Rua Mariante, sinal fechado, chuva torrencial. Para ao lado do meu táxi um jeep do exército, pintura camuflada, machado preso à lataria, a capota de lona sendo castigada pelo aguaceiro. Um soldado levanta a sanefa de plástico do veículo militar e faz sinal para que eu abra a janela. Precisa de informação. Abro uma fresta.
- Taxista, a Liberdade, a Liberdade! - ele grita.
- A liberdade?
- A liberdade? Está próxima? - a urgência no olhar castigado pela chuva.
- A liberdade está distante, amigo!
- Não é aqui pra frente?
- Liberdade é uma utopia!
- O quê? Não entendi!
- Não existe liberdade no mundo moderno!
- A Liberdade, cara! Já passou? A rua, taxista, a rua!
- Procure dentro de você, amigo! A verdadeira liberdade está dentro de nós mesmos!
Nesse exato momento cai um raio num transformador de energia, o semáforo abre e o diálogo, que já estava difícil devido à tormenta, fica por aí. Uma pena. Gostaria de ter indicado uns livros de auto ajuda para aquele soldado. Ele parecia perdido.
_____________

Casal de idosos saindo de uma clínica popular. O velho está mal. Muito magro, pálido, barba por fazer. Veste um sobretudo pesado que dificulta ainda mais seus movimentos já lentos. A velha o ajuda a embarcar e senta no banco de trás.
- Taxista, se o senhor puder ir rápido. Meu velho tem incontinência.
- Incontinência? Incontinência urinária?
- Sim.
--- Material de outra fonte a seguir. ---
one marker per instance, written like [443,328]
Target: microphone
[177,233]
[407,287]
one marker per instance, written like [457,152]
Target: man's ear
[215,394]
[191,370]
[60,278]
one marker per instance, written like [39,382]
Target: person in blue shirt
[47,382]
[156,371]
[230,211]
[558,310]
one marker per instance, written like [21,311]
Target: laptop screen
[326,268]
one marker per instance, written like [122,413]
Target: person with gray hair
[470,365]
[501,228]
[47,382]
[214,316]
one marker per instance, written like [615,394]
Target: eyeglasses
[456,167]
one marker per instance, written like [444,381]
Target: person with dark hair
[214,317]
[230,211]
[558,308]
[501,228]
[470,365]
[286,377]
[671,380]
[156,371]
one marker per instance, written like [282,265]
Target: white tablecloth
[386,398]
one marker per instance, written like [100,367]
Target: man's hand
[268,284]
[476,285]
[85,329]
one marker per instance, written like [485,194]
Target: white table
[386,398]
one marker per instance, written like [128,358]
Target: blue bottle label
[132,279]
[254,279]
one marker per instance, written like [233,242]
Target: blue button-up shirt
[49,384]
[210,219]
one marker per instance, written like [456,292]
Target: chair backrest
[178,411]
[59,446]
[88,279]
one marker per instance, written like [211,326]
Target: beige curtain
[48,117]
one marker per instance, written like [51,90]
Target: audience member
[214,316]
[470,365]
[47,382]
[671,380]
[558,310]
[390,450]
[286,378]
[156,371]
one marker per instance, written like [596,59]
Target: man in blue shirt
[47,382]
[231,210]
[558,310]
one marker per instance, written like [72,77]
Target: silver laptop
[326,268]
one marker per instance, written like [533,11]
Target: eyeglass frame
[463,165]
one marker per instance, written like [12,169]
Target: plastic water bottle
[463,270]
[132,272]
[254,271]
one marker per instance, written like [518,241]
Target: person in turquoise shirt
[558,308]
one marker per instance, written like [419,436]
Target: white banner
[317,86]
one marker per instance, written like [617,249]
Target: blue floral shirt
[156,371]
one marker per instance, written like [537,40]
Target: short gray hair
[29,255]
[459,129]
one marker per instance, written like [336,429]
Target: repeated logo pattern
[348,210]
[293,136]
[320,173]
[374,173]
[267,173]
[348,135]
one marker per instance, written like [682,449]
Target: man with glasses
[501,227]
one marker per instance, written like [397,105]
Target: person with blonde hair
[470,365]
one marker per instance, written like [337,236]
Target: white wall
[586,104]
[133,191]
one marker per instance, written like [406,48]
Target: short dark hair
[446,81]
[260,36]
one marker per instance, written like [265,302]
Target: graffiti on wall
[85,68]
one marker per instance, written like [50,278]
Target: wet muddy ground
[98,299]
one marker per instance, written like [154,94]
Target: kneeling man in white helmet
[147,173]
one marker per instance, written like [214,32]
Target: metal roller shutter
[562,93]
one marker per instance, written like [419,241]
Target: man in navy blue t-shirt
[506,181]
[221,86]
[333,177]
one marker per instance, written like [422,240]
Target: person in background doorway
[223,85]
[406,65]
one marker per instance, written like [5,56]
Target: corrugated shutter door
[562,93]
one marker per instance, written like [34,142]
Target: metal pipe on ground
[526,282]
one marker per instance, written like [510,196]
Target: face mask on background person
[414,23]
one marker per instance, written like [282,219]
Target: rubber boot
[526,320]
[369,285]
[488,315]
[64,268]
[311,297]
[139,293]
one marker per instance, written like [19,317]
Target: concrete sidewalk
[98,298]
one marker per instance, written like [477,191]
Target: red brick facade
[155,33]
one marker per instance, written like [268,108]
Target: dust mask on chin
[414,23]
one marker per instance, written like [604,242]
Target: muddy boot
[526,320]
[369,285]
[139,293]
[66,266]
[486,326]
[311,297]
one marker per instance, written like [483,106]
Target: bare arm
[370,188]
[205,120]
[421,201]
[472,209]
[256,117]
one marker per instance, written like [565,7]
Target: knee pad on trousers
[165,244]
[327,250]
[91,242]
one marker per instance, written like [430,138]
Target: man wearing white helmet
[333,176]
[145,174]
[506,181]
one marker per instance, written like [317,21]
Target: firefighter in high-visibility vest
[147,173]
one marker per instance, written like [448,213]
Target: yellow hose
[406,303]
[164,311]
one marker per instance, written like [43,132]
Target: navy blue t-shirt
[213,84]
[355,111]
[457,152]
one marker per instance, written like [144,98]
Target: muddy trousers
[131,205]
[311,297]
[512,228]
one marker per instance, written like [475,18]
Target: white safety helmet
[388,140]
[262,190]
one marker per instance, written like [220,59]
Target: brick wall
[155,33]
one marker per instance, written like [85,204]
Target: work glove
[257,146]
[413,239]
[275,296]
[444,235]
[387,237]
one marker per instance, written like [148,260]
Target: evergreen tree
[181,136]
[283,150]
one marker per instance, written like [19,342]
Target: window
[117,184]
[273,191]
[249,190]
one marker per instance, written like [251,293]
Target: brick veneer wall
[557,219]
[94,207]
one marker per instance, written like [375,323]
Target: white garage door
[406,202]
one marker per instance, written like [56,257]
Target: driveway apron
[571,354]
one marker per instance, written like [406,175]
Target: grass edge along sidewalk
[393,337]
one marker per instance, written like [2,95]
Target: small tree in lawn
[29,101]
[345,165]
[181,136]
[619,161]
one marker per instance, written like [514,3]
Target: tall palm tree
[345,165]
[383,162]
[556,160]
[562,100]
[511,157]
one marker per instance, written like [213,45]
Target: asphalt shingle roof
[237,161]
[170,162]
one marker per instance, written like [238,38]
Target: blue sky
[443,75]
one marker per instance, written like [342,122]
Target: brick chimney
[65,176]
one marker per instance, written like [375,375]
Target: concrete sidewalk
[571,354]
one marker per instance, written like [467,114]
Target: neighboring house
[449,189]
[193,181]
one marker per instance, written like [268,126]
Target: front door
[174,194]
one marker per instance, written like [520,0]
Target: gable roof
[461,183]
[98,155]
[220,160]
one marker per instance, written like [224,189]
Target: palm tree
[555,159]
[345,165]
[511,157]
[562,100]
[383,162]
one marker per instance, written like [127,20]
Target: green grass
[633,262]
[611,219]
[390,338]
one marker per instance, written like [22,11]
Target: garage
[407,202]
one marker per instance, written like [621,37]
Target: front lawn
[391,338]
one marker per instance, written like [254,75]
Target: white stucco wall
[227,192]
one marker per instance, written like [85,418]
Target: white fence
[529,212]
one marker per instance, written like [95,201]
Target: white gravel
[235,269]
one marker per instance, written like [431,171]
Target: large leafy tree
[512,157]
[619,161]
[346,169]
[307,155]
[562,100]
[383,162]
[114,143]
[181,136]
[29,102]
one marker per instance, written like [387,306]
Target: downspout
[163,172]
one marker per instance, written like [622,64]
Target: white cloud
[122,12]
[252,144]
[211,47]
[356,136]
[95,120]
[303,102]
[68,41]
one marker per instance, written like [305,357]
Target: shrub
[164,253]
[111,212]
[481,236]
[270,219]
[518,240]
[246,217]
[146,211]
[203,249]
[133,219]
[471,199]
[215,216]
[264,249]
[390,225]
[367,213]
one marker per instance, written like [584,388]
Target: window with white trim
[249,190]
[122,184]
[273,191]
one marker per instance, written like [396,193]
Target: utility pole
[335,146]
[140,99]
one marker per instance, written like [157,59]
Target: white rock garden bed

E a número 2 também.
- Número dois!
- Mas é só quando ele tosse.
O vovô, sentado na frente, parecia divertir-se, só admirava a paisagem.
- Ele é praticamente surdo.
- Mas ele está de fralda?
- Não admite usar fralda. É vaidoso.
- Teimoso, a senhora quer dizer.
Nunca o Jardim Humaitá foi tão longe. Meu táxi deu 140 na avenida Legalidade. Afinal, a corrida transcorreu sem tosse. Mesmo ao fazer força para desembarcar, meu bravo passageirinho segurou firme. Antes de partir amparado pela patrôa, brindou-me com um sorriso vitorioso e um aceno.
- Tenha um bom dia!
_____________

Loira, jaqueta de couro, avenida João Pessoa, 15:00h. A passageira senta no banco traseiro e, me encarando pelo retrovisor, fala:
- Tio, seguinte: eu preciso ir até a Vila Tuca e depois voltar aqui.
- Pra...
- Eu vou buscar droga.
- Não.
Desceu sem comentários. Sincera, objetiva e sem tempo a perder. Não tivesse me chamado de tio, teria até lhe desejado sorte.

Um comentário:

cRiPpLe_rOoStEr a.k.a. Kamikaze disse...

Zé-droguinha chamando de "tio" é dose mesmo.